Page 17 of Claimed By the Alpha
I sighed in frustration. Frustrated with myself that something was holding me back from telling him everything. My body and soul were not working in sync, and I couldn’t figure out why.
“My parents took me and my brother here for our yearly camping trip.” A lump formed in the back of my throat and I took a shaky breath. The grief, the sadness from the loss raging through me.
He inched closer, the warmth of his body soothing me and, with a gentle touch, he forced me to tilt my head, meeting his gaze. “Is that why you wanted to come here?” A soft smile curled on his lips.
No, I wanted to go here because of the stranger, because it felt right.
My jaw clenched, the wanted words wouldn’t leave me. So, I shook my head, grateful I could still do that.
“I didn’t know until we passed the town sign.”
His jaw mirrored mine and a blue hue drifted in his eyes. “You know I don’t believe in coincidences.”
Yes, I knew that, and I hoped it would bring him back to the stranger.
“Do you remember where you stayed in the forest with your family?” His demeanor changed, his eyes drifted around, the same action my father always did, and it made me smile.
My father was the protector of the family, and I see a lot of similarities between Isaac and him.
“I’m sure I can find it. There is something else, though. Something I need to remember. Something we need to find.”
“What?”
“I don’t know exactly, but I know it’s important.”
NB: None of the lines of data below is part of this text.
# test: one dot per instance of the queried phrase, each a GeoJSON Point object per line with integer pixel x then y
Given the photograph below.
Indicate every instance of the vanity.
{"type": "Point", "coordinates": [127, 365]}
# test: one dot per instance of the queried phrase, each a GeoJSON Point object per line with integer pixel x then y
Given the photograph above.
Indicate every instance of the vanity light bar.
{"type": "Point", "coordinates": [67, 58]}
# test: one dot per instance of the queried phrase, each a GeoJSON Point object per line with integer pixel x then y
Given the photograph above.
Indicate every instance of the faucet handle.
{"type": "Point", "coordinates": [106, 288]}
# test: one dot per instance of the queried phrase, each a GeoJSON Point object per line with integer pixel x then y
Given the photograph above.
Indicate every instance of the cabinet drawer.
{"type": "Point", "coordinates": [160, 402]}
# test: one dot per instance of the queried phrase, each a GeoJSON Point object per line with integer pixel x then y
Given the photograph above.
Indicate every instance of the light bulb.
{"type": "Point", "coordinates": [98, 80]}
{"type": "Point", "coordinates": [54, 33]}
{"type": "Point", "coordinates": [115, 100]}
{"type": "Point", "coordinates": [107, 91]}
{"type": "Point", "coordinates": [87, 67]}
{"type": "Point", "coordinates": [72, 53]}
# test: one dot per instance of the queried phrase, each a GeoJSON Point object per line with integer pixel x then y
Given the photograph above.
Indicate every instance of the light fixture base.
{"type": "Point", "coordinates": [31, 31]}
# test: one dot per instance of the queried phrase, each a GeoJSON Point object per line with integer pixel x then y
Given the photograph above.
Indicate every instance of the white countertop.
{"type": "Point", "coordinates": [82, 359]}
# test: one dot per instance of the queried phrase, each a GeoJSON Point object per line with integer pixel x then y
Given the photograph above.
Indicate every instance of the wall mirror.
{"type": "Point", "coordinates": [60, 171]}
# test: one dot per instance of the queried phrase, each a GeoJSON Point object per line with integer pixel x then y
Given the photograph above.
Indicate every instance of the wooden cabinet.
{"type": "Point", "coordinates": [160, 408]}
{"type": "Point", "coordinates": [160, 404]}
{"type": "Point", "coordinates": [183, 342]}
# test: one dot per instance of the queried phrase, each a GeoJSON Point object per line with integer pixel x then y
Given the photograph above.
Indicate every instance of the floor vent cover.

He leaned closer, running his nose through my hair, and I chuckled. “What are you doing?” The action reminded me of the first time he sniffed me like that.
“Just checking if I missed something.” He shrugged; a playful smile crept onto his lips.
“And?”
He laughed. “Still perfect.”
Chapter seven
Ghost
Ourfingersintertwinedwhilewe strolled through the town. Both knowing what we had to do, but both stalling.
We had to head to the doctor to see what was wrong. Well, wrong? I had nothing to worry about, right? Maybe it was normal after you got your IUD removed by someone without warning that your body needed time to adjust. Yeah, that was probably it. I shouldn’t stress about it too much. The test I did was negative.
I didn’t even want to focus on this, I needed to find out why that half memory showed itself.
What my father needed me to remember.
Taking a deep breath, I peeled my hand from Isaac’s. His emotions were all over the place and it made my anxiety rise.
“Maybe I should go alone? I don’t even know when they have time for me.” I hoped my smile would reassure him and help to hide mine.
Maybe he didn’t believe the test. It had crossed my mind. There was something like a false negative, right?
“Are you sure?” He tried to be strong for me, but with everything that happened with his first mate, I can understand why he was hesitant about this. Fearing something bad would happen.
“Of course, you can wait outside.” It was stupid of me that I said it was okay. I wanted him to stay with me, but on the other hand, I had this feeling that I needed to do this alone. The same inkling I had that told me to come here.
A town I apparently had been to before.
He nodded and drew me into a hug. His big arms almost suffocated me, and I enjoyed every second of it. The fear beneath my skin slowly faded, soothed by his touch and his whisky scent.